- Interactive map of H. Cuellar Estates, Texas
- Coordinates: 26°33′40″N 99°7′33″W﻿ / ﻿26.56111°N 99.12583°W
- Country: United States
- State: Texas
- County: Starr

Population (2020)
- • Total: 11
- Time zone: UTC-6 (Central (CST))
- • Summer (DST): UTC-5 (CDT)
- Zip Code: 78584

= H. Cuellar Estates, Texas =

H. Cuellar Estates is a census-designated place (CDP) in Starr County, Texas, United States. It is a new CDP, formed from part of the Falcon Heights CDP prior to the 2010 census. In the 2020 census, it had a population of 11, down from 20 in the 2010 census.

==Geography==
H. Cuellar Estates is located at (26.561135, -99.125787).

==Demographics==

H. Cuellar Estates was first listed as a census designated place in the 2010 U.S. census, one of four new CDPs (Falconaire, H. Cuellar Estates, Indio, Lago Vista) carved out from the Falcon Heights CDP.

Historical population
| Census | Pop. | Note | %± |
| 2010 | 20 |  | — |
| 2020 | 11 |  | −45.0% |
U.S. Decennial Census 1850–1900 1910 1920 1930 1940 1950 1960 1970 1980 1990 2000 2010

===2020 census===

H. Cuellar Estates CDP, Texas – Racial and ethnic composition Note: the US Census treats Hispanic/Latino as an ethnic category.
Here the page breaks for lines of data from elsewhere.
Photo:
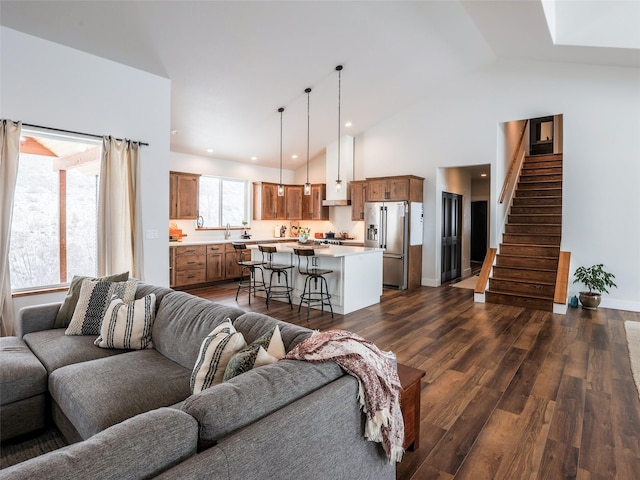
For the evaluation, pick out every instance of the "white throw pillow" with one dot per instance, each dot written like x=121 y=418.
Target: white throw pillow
x=95 y=297
x=215 y=352
x=128 y=325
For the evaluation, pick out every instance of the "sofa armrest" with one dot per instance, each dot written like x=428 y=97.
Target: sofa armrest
x=35 y=318
x=140 y=447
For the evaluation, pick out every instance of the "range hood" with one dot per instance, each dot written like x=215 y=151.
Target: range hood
x=341 y=198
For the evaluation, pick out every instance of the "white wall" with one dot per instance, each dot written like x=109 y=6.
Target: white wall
x=48 y=84
x=459 y=124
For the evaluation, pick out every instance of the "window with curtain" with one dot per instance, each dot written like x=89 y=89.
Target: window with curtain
x=222 y=201
x=54 y=226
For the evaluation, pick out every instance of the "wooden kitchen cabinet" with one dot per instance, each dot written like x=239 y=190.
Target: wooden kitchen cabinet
x=405 y=187
x=267 y=205
x=312 y=208
x=293 y=200
x=358 y=188
x=183 y=195
x=189 y=265
x=215 y=262
x=231 y=270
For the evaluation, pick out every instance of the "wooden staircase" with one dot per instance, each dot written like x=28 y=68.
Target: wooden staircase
x=527 y=262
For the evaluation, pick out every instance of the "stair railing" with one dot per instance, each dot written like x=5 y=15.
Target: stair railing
x=514 y=163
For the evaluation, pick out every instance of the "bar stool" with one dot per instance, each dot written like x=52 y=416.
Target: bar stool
x=243 y=258
x=279 y=269
x=314 y=273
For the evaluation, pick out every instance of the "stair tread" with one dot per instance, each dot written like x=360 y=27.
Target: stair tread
x=522 y=280
x=520 y=295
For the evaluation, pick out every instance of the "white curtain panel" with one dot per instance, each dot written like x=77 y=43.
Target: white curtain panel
x=9 y=155
x=119 y=213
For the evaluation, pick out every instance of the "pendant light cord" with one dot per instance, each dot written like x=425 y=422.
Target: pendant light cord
x=339 y=68
x=308 y=91
x=281 y=109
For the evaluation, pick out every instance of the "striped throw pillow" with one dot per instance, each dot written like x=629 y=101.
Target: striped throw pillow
x=128 y=325
x=95 y=297
x=215 y=352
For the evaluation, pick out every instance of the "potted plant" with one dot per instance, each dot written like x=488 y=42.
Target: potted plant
x=597 y=280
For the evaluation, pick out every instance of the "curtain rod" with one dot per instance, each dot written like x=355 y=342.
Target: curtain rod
x=76 y=133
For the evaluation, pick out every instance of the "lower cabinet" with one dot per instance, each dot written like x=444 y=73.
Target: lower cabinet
x=189 y=265
x=215 y=262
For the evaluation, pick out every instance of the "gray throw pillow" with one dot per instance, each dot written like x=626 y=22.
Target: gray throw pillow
x=71 y=300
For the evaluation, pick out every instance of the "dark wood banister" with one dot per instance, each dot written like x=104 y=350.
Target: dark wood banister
x=513 y=163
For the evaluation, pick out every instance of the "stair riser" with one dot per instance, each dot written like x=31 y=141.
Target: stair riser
x=542 y=192
x=528 y=201
x=534 y=229
x=530 y=250
x=539 y=185
x=519 y=288
x=523 y=302
x=531 y=239
x=526 y=262
x=537 y=209
x=536 y=219
x=526 y=170
x=508 y=273
x=526 y=177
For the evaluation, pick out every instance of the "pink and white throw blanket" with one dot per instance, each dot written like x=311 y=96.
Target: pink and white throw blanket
x=379 y=385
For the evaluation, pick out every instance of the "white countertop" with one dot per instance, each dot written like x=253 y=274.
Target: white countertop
x=325 y=250
x=185 y=242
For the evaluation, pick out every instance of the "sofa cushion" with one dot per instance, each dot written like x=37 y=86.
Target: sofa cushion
x=55 y=349
x=182 y=323
x=141 y=447
x=128 y=325
x=64 y=315
x=97 y=394
x=255 y=394
x=95 y=297
x=22 y=375
x=254 y=325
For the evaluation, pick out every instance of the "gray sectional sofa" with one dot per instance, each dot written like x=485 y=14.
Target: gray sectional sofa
x=130 y=414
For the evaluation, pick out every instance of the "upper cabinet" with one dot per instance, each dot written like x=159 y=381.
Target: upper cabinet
x=183 y=195
x=358 y=188
x=405 y=187
x=293 y=200
x=312 y=208
x=267 y=205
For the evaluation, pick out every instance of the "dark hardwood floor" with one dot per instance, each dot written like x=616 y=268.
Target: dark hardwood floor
x=509 y=393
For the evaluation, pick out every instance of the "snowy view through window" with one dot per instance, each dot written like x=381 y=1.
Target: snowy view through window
x=222 y=201
x=39 y=255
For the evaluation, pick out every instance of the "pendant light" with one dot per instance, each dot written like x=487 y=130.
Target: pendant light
x=307 y=185
x=338 y=181
x=280 y=185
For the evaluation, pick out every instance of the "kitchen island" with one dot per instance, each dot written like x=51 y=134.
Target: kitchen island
x=356 y=281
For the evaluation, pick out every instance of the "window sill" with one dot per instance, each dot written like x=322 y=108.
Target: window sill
x=26 y=292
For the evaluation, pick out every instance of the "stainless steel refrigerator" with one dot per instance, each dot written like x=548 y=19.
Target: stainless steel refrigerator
x=386 y=226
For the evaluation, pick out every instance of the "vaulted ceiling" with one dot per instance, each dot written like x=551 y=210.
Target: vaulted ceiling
x=233 y=63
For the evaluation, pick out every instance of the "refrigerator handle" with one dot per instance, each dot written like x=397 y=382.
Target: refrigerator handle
x=384 y=227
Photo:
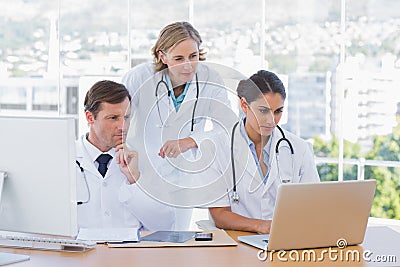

This table excludes Latinos from the racial categories and assigns them to a separate category. Hispanics/Latinos may be of any race.
| Race / Ethnicity (NH = Non-Hispanic) | Pop 2010 | Pop 2020 | % 2010 | % 2020 |
|---|---|---|---|---|
| White alone (NH) | 3 | 0 | 15.00% | 0.00% |
| Black or African American alone (NH) | 0 | 0 | 0.00% | 0.00% |
| Native American or Alaska Native alone (NH) | 0 | 0 | 0.00% | 0.00% |
| Asian alone (NH) | 0 | 0 | 0.00% | 0.00% |
| Native Hawaiian or Pacific Islander alone (NH) | 0 | 0 | 0.00% | 0.00% |
| Other race alone (NH) | 0 | 0 | 0.00% | 0.00% |
| Mixed race or Multiracial (NH) | 0 | 1 | 0.00% | 9.09% |
| Hispanic or Latino (any race) | 17 | 10 | 85.00% | 90.91% |
| Total | 20 | 11 | 100.00% | 100.00% |

==Education==
The CDP is within the Roma Independent School District. The zoned elementary school for the 2010 Census community is Emma Vera Elementary School. Roma High School is the district's sole comprehensive high school.